Did i do something wrong or is this a limitation of SQLite? Does someone maybe have any suggestions for other ways to speed this up?

Replies are listed 'Best First'.
Re: Mass inserts with SQLite + CSV + execute_array?
by Tanktalus (Canon) on Dec 14, 2008 at 15:08 UTC

    From my reading of the DBI docs, you kind of have that backwards.

    my @params; while (my $order = <$csv_fh>) { push @{$params[0]}, $order->{orderid}; push @{$params[1]}, $order->{volremain}; push @{$params[2]}, $order->{price}; } $sth->bind_param_array(1, $params[0]); $sth->bind_param_array(2, $params[1]); $sth->bind_param_array(3, $params[2]);
    That looks closer to what DBI says. Also, make sure you have AutoCommit off. That helps most DB's, though I've not tried SQLite yet.

    (Yes, that code can be optimised, and likely even shortened, but it's too early in the morning here, so I thought I'd just try to convey the message, and leave it an excersise to the reader to clean it up :-P )

      Yeah, as noted in the edit up top, i noticed that. And aside from using a hash i'm using exactly the same code as you now.

      As for AutoCommit, that is what the Begin/End block is there for, it does the same thing, only locally constrained.

        I wasn't aware that DBI used BEGIN and END blocks to temporarily disable AutoCommit.
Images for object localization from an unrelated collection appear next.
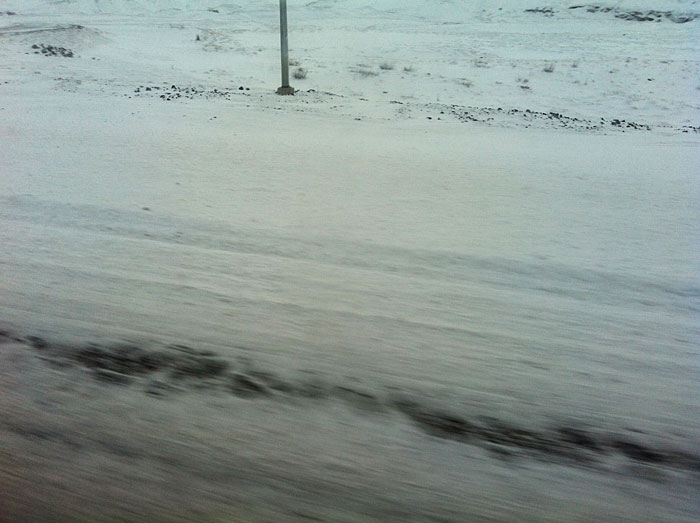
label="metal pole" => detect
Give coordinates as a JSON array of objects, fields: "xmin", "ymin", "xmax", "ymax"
[{"xmin": 276, "ymin": 0, "xmax": 294, "ymax": 95}]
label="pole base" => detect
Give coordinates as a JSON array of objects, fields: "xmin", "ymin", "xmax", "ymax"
[{"xmin": 276, "ymin": 86, "xmax": 295, "ymax": 95}]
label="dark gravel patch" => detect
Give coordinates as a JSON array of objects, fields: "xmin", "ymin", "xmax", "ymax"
[
  {"xmin": 132, "ymin": 83, "xmax": 250, "ymax": 102},
  {"xmin": 31, "ymin": 44, "xmax": 74, "ymax": 57},
  {"xmin": 446, "ymin": 105, "xmax": 663, "ymax": 133},
  {"xmin": 10, "ymin": 329, "xmax": 700, "ymax": 473},
  {"xmin": 229, "ymin": 373, "xmax": 269, "ymax": 398},
  {"xmin": 569, "ymin": 5, "xmax": 699, "ymax": 23}
]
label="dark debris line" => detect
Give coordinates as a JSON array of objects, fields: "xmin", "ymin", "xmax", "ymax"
[
  {"xmin": 447, "ymin": 105, "xmax": 656, "ymax": 132},
  {"xmin": 124, "ymin": 84, "xmax": 698, "ymax": 134},
  {"xmin": 2, "ymin": 329, "xmax": 699, "ymax": 473},
  {"xmin": 132, "ymin": 84, "xmax": 250, "ymax": 102},
  {"xmin": 525, "ymin": 5, "xmax": 700, "ymax": 23}
]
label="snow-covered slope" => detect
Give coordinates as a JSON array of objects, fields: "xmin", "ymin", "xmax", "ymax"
[{"xmin": 2, "ymin": 0, "xmax": 698, "ymax": 130}]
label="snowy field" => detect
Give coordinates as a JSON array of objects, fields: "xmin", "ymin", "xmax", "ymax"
[{"xmin": 1, "ymin": 1, "xmax": 699, "ymax": 521}]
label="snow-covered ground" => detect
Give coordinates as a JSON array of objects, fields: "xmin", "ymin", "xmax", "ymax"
[{"xmin": 1, "ymin": 1, "xmax": 699, "ymax": 521}]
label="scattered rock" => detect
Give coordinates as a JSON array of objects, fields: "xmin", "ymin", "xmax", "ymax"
[
  {"xmin": 26, "ymin": 336, "xmax": 48, "ymax": 349},
  {"xmin": 229, "ymin": 373, "xmax": 269, "ymax": 398},
  {"xmin": 74, "ymin": 344, "xmax": 171, "ymax": 375},
  {"xmin": 393, "ymin": 398, "xmax": 475, "ymax": 439},
  {"xmin": 170, "ymin": 355, "xmax": 229, "ymax": 380},
  {"xmin": 145, "ymin": 379, "xmax": 179, "ymax": 397},
  {"xmin": 332, "ymin": 385, "xmax": 383, "ymax": 411},
  {"xmin": 133, "ymin": 83, "xmax": 247, "ymax": 101},
  {"xmin": 610, "ymin": 438, "xmax": 665, "ymax": 463},
  {"xmin": 557, "ymin": 426, "xmax": 602, "ymax": 451},
  {"xmin": 476, "ymin": 417, "xmax": 556, "ymax": 453},
  {"xmin": 569, "ymin": 5, "xmax": 699, "ymax": 23},
  {"xmin": 293, "ymin": 378, "xmax": 328, "ymax": 399},
  {"xmin": 525, "ymin": 7, "xmax": 555, "ymax": 16},
  {"xmin": 447, "ymin": 104, "xmax": 662, "ymax": 133},
  {"xmin": 32, "ymin": 44, "xmax": 74, "ymax": 58}
]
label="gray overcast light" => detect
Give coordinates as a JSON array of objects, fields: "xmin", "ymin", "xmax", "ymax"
[{"xmin": 1, "ymin": 1, "xmax": 699, "ymax": 521}]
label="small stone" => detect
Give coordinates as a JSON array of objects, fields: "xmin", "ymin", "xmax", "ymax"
[
  {"xmin": 27, "ymin": 336, "xmax": 48, "ymax": 349},
  {"xmin": 230, "ymin": 374, "xmax": 268, "ymax": 398}
]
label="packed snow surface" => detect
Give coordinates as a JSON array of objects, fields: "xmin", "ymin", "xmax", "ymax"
[{"xmin": 1, "ymin": 1, "xmax": 699, "ymax": 521}]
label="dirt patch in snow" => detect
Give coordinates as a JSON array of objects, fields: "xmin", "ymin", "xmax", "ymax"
[
  {"xmin": 30, "ymin": 43, "xmax": 74, "ymax": 57},
  {"xmin": 4, "ymin": 328, "xmax": 699, "ymax": 473},
  {"xmin": 525, "ymin": 5, "xmax": 700, "ymax": 23},
  {"xmin": 132, "ymin": 83, "xmax": 250, "ymax": 101}
]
I would suggest actually setting AutoCommit => 0 in your DBI->connect statement if you aren't already.

Re: Mass inserts with SQLite + CSV + execute_array?
by hangon (Deacon) on Dec 14, 2008 at 20:53 UTC
    ... If anyone has speed suggestions, i'd still like to hear 'em though.
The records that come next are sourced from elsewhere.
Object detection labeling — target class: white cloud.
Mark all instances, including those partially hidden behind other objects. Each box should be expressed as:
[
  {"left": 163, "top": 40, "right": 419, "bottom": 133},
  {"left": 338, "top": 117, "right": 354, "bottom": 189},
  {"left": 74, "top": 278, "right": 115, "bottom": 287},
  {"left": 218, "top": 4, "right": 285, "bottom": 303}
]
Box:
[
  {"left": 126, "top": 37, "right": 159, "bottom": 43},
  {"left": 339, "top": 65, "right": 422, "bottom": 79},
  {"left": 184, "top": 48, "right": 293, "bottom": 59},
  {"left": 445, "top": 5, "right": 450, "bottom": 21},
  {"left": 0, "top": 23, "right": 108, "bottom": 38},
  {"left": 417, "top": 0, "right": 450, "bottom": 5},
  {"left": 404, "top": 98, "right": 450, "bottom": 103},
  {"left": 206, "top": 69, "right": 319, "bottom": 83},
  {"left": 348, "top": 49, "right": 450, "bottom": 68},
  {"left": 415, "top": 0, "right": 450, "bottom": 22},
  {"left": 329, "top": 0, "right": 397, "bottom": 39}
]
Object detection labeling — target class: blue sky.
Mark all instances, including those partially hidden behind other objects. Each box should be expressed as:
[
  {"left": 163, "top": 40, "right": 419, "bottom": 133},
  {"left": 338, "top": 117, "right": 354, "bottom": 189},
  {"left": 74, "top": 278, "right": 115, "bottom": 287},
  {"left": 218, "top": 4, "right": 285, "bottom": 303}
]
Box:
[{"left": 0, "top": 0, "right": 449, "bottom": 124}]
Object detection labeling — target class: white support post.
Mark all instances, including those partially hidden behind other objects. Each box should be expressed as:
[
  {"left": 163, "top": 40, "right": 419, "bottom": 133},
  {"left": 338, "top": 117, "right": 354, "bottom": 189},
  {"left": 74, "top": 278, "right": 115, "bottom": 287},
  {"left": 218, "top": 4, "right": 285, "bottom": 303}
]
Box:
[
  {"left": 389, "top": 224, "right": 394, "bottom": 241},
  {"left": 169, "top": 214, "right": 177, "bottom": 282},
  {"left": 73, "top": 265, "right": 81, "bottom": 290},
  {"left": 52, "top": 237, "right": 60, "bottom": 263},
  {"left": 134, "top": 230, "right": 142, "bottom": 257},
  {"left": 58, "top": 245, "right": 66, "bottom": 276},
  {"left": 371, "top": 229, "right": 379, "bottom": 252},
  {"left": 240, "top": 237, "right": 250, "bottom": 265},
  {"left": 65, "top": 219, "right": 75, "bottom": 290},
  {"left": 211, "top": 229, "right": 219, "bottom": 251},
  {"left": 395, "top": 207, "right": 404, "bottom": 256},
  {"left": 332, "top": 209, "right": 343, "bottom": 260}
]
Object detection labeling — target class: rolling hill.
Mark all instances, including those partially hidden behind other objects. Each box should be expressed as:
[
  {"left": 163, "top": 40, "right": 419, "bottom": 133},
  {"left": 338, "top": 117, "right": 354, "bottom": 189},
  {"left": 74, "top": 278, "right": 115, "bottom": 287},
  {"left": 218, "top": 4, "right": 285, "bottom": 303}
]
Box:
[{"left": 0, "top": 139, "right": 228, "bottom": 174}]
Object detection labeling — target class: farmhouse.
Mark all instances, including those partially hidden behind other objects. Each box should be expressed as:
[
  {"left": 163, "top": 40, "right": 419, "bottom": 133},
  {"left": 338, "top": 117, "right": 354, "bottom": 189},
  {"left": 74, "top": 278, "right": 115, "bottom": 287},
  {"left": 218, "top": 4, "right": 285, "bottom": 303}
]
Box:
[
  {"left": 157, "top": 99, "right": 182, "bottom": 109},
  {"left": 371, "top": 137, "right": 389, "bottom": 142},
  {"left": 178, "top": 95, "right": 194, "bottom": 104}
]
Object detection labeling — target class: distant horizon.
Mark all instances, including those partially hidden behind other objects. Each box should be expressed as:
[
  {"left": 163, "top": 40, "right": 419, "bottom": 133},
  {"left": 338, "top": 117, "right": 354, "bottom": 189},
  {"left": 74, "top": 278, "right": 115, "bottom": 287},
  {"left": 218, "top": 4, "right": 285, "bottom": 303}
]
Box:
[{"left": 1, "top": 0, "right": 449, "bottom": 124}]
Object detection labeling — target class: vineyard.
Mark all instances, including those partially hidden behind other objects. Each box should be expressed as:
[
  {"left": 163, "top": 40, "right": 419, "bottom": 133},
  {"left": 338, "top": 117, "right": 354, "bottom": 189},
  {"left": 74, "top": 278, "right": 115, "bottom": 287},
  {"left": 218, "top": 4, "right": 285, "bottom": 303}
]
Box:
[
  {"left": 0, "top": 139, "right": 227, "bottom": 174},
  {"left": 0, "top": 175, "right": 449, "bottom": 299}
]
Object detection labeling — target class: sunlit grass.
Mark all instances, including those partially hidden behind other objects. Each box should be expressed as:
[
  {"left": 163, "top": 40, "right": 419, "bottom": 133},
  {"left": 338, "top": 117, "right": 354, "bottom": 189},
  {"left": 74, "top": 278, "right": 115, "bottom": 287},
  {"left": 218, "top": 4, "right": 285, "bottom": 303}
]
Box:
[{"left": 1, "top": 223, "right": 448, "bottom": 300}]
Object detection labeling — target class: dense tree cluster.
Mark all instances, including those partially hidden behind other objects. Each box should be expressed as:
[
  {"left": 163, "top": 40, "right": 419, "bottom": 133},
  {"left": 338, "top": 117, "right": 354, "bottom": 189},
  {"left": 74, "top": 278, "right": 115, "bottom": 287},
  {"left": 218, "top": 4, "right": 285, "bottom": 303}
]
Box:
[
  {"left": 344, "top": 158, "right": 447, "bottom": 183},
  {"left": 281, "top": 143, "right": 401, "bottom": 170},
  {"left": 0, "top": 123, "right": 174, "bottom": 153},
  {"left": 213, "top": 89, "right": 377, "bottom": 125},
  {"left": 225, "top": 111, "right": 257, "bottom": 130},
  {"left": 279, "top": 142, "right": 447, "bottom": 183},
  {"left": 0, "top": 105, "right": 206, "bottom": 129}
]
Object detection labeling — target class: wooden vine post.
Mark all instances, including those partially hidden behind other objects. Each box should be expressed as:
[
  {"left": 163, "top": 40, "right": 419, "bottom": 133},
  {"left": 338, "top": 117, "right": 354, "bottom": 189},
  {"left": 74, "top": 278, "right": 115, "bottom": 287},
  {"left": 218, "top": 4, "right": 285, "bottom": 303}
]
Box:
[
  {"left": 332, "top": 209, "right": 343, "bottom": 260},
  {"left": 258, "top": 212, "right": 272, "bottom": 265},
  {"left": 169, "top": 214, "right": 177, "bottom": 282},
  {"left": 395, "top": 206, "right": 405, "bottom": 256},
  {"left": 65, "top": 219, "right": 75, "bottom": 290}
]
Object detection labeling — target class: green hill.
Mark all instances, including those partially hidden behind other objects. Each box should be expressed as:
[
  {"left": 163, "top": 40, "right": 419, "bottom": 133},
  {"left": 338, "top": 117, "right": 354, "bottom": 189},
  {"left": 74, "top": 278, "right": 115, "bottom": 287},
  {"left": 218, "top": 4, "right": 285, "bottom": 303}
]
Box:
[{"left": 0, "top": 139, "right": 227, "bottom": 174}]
    I asked a similar question recently. Check out this node, Loading bulk data into SQLite, and its replies for some suggestions on the speed issue.

      Thanks for that, while most of the findings there are the same as mine, there's still the point about indexes. And i found out in "SQLite Administrator" that, while the orderid was a primary key, there was no index on it. Maybe that's because i created it like this: "orderid INTEGER PRIMARY KEY UNIQUE NOT NULL," instead of setting it explicitly to primary in the last line of the create query.
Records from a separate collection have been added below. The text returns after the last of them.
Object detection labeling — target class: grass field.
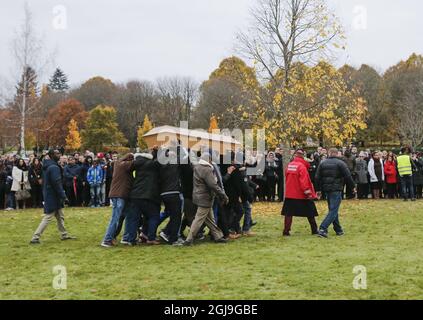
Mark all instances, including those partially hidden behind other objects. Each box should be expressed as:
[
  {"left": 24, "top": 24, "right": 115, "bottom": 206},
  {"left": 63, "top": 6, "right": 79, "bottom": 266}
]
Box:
[{"left": 1, "top": 200, "right": 423, "bottom": 300}]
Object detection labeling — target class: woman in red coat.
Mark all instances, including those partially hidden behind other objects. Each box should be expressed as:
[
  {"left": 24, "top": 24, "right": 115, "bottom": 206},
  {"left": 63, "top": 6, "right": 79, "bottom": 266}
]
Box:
[
  {"left": 384, "top": 155, "right": 398, "bottom": 199},
  {"left": 281, "top": 149, "right": 319, "bottom": 236}
]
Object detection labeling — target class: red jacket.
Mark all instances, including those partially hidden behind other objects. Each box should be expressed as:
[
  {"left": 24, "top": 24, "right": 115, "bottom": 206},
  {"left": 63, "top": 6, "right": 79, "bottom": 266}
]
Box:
[
  {"left": 384, "top": 160, "right": 398, "bottom": 184},
  {"left": 285, "top": 157, "right": 317, "bottom": 200}
]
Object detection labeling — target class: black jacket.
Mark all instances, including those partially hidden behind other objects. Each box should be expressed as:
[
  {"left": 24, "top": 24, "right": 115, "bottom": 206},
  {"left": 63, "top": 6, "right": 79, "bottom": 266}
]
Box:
[
  {"left": 130, "top": 153, "right": 160, "bottom": 204},
  {"left": 315, "top": 157, "right": 355, "bottom": 192},
  {"left": 159, "top": 163, "right": 181, "bottom": 195}
]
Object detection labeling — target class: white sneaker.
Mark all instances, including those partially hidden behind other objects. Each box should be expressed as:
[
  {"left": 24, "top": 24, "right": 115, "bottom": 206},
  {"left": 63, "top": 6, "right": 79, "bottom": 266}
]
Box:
[
  {"left": 5, "top": 207, "right": 14, "bottom": 211},
  {"left": 120, "top": 240, "right": 133, "bottom": 246},
  {"left": 159, "top": 231, "right": 169, "bottom": 243}
]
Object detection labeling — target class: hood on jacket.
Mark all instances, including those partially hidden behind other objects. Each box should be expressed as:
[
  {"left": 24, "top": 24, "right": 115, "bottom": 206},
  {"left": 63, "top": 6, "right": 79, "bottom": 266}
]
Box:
[
  {"left": 198, "top": 159, "right": 213, "bottom": 168},
  {"left": 43, "top": 159, "right": 58, "bottom": 170},
  {"left": 134, "top": 153, "right": 153, "bottom": 160}
]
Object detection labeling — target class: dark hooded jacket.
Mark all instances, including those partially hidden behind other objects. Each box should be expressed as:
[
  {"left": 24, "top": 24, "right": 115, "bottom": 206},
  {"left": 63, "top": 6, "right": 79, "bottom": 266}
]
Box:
[
  {"left": 130, "top": 153, "right": 160, "bottom": 204},
  {"left": 42, "top": 159, "right": 66, "bottom": 214}
]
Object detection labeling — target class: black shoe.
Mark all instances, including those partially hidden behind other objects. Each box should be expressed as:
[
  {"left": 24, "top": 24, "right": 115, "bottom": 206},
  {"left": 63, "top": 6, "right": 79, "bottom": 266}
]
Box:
[
  {"left": 215, "top": 238, "right": 228, "bottom": 244},
  {"left": 283, "top": 232, "right": 291, "bottom": 237},
  {"left": 318, "top": 230, "right": 328, "bottom": 238},
  {"left": 101, "top": 241, "right": 114, "bottom": 248},
  {"left": 336, "top": 231, "right": 345, "bottom": 236},
  {"left": 251, "top": 221, "right": 257, "bottom": 227},
  {"left": 30, "top": 239, "right": 40, "bottom": 244},
  {"left": 412, "top": 198, "right": 417, "bottom": 202},
  {"left": 196, "top": 232, "right": 205, "bottom": 241}
]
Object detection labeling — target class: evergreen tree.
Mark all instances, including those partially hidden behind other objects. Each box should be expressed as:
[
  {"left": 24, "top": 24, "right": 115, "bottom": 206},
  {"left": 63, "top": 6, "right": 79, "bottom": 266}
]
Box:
[
  {"left": 48, "top": 67, "right": 70, "bottom": 92},
  {"left": 15, "top": 66, "right": 38, "bottom": 98}
]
      Edit: Huh, this is weird. Neither way of creation actually creates an index... What's wrong with this query?
      CREATE TABLE IF NOT EXISTS moo3 ( orderid INTEGER PRIMARY KEY NOT NULL, volume INTEGER NOT NULL, price REAL NOT NULL )
Re: Mass inserts with SQLite + CSV + execute_array?
by CountZero (Bishop) on Dec 14, 2008 at 18:02 UTC
    Just out of sheer curiosity, what was the speed-up between the original "single inserts" and the "mass inserts"?

    CountZero

    A program should be light and agile, its subroutines connected like a string of pearls. The spirit and intent of the program should be retained throughout. There should be neither too little or too much, neither needless loops nor useless variables, neither lack of structure nor overwhelming rigidity." - The Tao of Programming, 4.1 - Geoffrey James

      I didn't do any serious benchmarking, so i don't know if the execute_array thing did any good. It didn't do any noticeable good, so i reverted to the form above.

      I can however say, that using the BEGIN;END; pair gave at least 10 times more speed, but i think that's mostly a SQLite thing.